Chocolate Cake (with Creme Fraiche)

Notes
Fluffy, moist, and rises well.
Yield
Three 8” cake rounds.
Ingredients
- Room-temperature butter, for greasing the pans
- 2 cups (260 g) cake flour
- 2¼ cups (450 g) granulated sugar
- 2 teaspoons Diamond Crystal kosher salt or 1 teaspoon Morton kosher salt
- 1½ teaspoons baking soda
- 1½ teaspoons baking powder
- 1 cup (80 g) unsweetened Dutch-process cocoa powder, sifted if lumpy
- ¾ cup (177 g) strong freshly brewed coffee, steaming hot
- 1 cup (240 g) crème fraîche, at room temperature
- 1 tablespoon (15 mL) vanilla extract
- 5 large eggs plus 2 large yolks, at room temperature
- ¾ cup (180 g) neutral oil, such as avocado or vegetable
Steps
- Arrange an oven rack in the upper third of the oven and another in the lower third. Heat the oven to 350 degrees. Lightly coat the bottom and sides of 3 (8-inch) cake pans with butter, then line the bottoms with rounds of parchment paper and smooth the parchment to eliminate air bubbles.

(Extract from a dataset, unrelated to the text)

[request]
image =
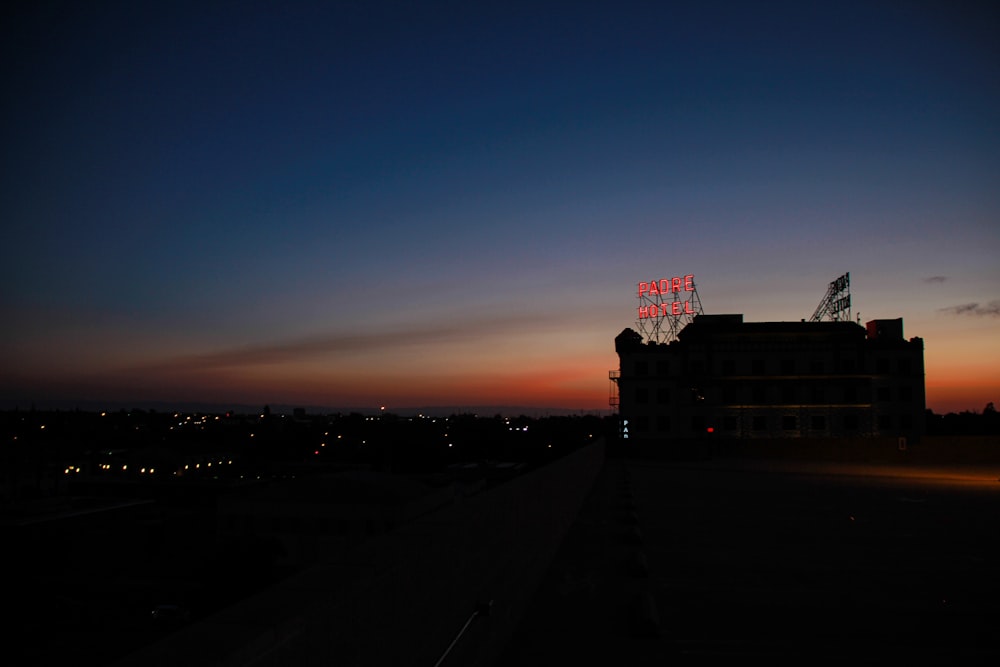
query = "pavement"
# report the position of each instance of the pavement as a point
(695, 563)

- In the bowl of a stand mixer fitted with the paddle attachment, combine the cake flour, granulated sugar, salt, baking soda and baking powder; mix on low speed just until combined.
- Bloom the cocoa: In a medium bowl, whisk to combine the cocoa powder and hot coffee. Add the crème fraîche and vanilla, then whisk until completely smooth. Set aside.

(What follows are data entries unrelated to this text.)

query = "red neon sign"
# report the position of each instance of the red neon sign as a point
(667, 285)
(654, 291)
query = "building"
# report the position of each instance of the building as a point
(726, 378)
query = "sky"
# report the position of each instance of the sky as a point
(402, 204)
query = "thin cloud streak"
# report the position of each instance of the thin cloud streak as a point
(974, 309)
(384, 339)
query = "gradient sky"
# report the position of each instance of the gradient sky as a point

- In a separate medium bowl, whisk the 5 whole eggs and 2 yolks until smooth; set aside.
- Mix the batter: To the stand mixer bowl, add the oil and half of the cocoa mixture; mix on low speed just until the flour is completely coated in the liquid ingredients. Pause the mixer and scrape down the sides and bottom of the bowl, then mix on medium until smooth and pasty, about 30 seconds. Pause and scrape down the sides and bottom of the bowl again, then add the whisked eggs and remaining cocoa mixture. Beat on medium speed, scraping down the sides and bottom of the bowl once or twice, until the batter is very silky and has the consistency of thin pancake batter, about 1 minute.
- Pour the batter into the prepared pans, dividing evenly. (For uniform layers, use a scale – you’ll get about 550 grams of batter per pan.) Transfer the pans to the oven, positioning two on the upper rack and one on the lower, staggering them so the pans above don’t block the one below. Bake, rotating the top two pans side to side and rack to rack after 20 minutes, until the tops of the cakes are domed, springy to the touch and a toothpick or cake tester inserted into the centers comes out clean, 25 to 30 minutes.
- Remove the pans from the oven and let cool completely on a wire rack.